Captivating Russian works from Sheku Kanneh-Mason and the San Francisco Symphony led by Salonen

United StatesUnited States Various: Sheku Kanneh-Mason (cello), San Francisco Symphony / Esa-Pekka Salonen (conductor). Davies Symphony Hall, San Francisco, 13.6.2024. (HS)

Esa-Pekka Salonen acknowledges the audience’s enthusiastic welcome © Stefan Cohen/SFS

Shostakovich – Cello Concerto No.1 in E-flat major
Sofia GubaidulinaFairytale Poem for Orchestra
TchaikovskyFrancesca da Rimini

Leave it to conductor Esa-Pekka Salonen to do an all-Russian program without calling it that, and to choose music that might not be the first pieces which come to mind. On Thursday, the program started with Dmitri Shostakovich’s Cello Concerto No.1. After an intermission, Sofia Gubaidulina’s 1971 Fairytale Poem paired with Pyotr Tchaikovsky’s Francesca da Rimini, works with little in common except that they are both tone poems by Russian composers.

The star vehicle for this concert featured on-the-rise cellist Sheku Kanneh-Mason, already a British MBE at the tender age of 25. Shostakovich’s half-hour-long concerto, a tour-de-force for the soloist, frames an aching, slow movement and extensive cadenza with jittery outer movements that wallow in the composer’s signature ominous atmosphere.

Esa-Pekka Salonen conducts cellist Sheku Kanneh-Mason and the San Francisco Symphony © Stefan Cohen/SFS

Kanneh-Mason gets the first notes, and he executed the brusque five-note motif with an appropriate feeling of anxious questioning. Salonen picked that up with the orchestra, and off they went into a musical dialogue that never lost a sense of held-back intensity. The movement’s abrupt ending came as a surprise, even though I knew it was coming.
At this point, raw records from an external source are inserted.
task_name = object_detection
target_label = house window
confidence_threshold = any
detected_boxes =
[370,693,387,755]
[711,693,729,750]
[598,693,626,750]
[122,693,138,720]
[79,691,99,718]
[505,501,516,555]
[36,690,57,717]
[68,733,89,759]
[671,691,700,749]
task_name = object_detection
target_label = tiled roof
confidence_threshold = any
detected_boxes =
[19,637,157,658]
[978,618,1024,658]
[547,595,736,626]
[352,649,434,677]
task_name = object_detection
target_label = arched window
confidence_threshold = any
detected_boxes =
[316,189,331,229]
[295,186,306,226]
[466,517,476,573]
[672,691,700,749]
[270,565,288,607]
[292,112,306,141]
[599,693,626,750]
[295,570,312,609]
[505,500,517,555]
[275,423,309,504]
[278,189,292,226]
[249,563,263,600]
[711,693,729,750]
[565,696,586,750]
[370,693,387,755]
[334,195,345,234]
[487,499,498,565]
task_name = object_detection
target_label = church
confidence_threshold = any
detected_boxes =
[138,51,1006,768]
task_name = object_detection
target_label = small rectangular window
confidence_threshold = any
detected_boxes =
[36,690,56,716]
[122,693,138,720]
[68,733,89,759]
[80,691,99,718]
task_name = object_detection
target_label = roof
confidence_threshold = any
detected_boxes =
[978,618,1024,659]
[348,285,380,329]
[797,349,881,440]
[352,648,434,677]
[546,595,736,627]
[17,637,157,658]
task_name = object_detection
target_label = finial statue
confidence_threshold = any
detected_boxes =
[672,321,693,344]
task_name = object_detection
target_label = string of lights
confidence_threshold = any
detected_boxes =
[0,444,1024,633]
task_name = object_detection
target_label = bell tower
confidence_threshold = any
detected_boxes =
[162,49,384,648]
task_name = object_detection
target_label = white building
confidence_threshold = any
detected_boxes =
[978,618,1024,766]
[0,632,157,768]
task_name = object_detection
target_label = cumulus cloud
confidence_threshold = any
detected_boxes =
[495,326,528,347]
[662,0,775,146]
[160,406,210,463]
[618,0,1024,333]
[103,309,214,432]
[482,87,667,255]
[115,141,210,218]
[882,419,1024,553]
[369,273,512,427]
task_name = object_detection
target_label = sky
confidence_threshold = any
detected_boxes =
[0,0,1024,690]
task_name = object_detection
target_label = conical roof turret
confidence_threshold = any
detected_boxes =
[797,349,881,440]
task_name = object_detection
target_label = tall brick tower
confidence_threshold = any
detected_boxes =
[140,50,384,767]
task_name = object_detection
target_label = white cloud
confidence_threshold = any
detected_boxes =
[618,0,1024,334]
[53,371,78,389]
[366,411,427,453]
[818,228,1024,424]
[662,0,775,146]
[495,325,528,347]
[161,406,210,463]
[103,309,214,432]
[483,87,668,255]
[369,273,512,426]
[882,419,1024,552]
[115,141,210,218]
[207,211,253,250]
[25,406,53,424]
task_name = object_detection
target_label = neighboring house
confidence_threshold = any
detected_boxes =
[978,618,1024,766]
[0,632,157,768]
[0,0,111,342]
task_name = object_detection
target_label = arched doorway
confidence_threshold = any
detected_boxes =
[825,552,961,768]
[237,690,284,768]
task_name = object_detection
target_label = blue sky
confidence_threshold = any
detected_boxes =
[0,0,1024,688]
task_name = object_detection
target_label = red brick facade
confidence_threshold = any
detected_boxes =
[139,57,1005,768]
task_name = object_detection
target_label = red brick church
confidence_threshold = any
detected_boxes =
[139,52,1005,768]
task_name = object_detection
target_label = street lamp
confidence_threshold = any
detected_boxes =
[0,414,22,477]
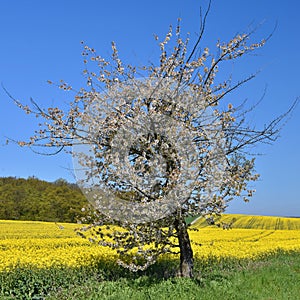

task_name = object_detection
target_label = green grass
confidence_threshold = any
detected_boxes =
[0,252,300,300]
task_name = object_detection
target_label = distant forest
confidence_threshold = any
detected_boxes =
[0,177,87,223]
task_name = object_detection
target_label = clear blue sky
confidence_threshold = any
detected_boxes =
[0,0,300,216]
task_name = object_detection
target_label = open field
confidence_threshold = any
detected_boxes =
[0,215,300,300]
[195,214,300,230]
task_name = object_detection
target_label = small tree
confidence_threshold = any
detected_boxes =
[8,3,295,277]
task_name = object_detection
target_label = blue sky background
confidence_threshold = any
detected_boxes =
[0,0,300,216]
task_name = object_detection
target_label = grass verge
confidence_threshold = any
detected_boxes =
[0,252,300,300]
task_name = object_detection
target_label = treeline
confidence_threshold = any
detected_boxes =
[0,177,87,223]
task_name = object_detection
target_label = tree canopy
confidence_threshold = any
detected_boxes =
[8,1,295,277]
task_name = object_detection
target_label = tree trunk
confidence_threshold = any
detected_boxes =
[175,217,194,278]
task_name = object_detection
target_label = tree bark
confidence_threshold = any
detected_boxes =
[175,217,194,278]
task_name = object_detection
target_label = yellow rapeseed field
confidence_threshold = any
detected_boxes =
[0,214,300,270]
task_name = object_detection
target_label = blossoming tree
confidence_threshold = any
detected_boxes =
[9,4,293,277]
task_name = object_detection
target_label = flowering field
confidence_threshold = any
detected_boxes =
[0,215,300,270]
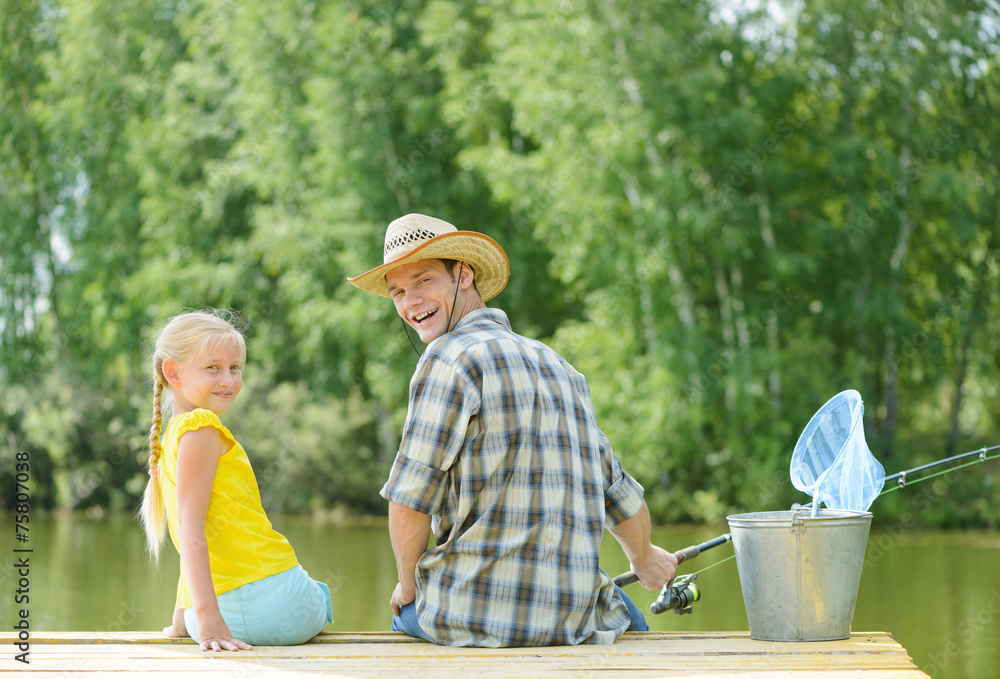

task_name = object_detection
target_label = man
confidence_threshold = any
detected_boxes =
[348,214,677,647]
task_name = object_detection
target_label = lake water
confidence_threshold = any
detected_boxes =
[9,515,1000,679]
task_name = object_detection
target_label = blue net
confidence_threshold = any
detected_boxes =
[790,389,885,511]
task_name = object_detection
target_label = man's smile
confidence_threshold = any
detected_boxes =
[413,309,438,323]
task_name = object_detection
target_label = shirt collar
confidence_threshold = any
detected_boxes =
[452,307,511,332]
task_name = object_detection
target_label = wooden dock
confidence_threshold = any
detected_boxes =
[0,631,928,679]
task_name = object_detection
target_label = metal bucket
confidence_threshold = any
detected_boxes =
[727,509,872,641]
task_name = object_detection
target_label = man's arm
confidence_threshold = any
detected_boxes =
[610,502,677,589]
[389,502,431,615]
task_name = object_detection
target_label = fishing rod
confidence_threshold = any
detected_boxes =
[614,533,733,615]
[614,445,1000,615]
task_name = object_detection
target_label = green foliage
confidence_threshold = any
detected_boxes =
[0,0,1000,525]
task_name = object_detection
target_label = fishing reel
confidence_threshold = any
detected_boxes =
[649,573,701,615]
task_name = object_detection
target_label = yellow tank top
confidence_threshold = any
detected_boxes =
[159,408,299,608]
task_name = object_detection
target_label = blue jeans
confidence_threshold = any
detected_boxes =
[389,585,649,643]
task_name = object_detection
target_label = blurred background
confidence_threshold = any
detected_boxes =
[0,0,1000,667]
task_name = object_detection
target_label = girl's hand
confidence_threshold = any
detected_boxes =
[198,614,253,651]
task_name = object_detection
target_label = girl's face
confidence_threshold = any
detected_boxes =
[163,342,243,415]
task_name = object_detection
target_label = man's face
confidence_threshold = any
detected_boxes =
[385,259,462,344]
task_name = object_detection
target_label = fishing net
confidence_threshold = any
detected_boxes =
[790,389,885,512]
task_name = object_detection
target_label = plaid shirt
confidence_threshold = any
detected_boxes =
[382,309,643,647]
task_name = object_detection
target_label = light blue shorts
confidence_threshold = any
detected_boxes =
[184,566,333,646]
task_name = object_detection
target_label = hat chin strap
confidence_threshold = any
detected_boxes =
[399,261,465,357]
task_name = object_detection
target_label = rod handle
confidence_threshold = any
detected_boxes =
[614,533,733,587]
[614,545,701,587]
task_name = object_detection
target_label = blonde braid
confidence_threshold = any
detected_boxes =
[141,374,166,561]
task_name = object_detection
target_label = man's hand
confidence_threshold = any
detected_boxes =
[389,582,417,618]
[610,502,677,589]
[630,545,677,589]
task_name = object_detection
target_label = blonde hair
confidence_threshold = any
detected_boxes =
[139,309,247,561]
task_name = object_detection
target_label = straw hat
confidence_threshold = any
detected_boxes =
[347,213,510,302]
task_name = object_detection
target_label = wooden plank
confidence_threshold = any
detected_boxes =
[0,632,927,679]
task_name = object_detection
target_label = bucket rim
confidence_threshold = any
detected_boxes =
[726,507,873,525]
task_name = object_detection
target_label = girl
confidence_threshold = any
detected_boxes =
[141,311,333,651]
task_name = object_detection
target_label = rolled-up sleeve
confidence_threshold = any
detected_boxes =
[380,355,479,514]
[600,432,644,527]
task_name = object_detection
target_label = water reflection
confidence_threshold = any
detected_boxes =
[15,515,1000,679]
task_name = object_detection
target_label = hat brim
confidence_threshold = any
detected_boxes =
[347,231,510,302]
The glory of the performance was the slow movement. Marked moderato, it glided in on lyrical playing from the strings, the cellist’s grittier response creating a welcome contrast. The movement developed before finally receding into a quiet repose. The cadenza entered almost imperceptibly. In the score, it is a whole separate movement of its own. With garlands from the celesta and soft punches from orchestral chords, the cello’s poetic melody gradually built up to an eye-opening, ear-dazzling flurry of double-stops, triple-stops, pizzicato with same-time arco phrases – all impressively executed.

That led smoothly to an increasingly ferocious finale, in which soloist and orchestra dug into the fast rhythms with unanimity. The original five-note motif got a juicy underlining as it returned in the final measures, only this time it is reduced to four notes, leading to a crisp finish.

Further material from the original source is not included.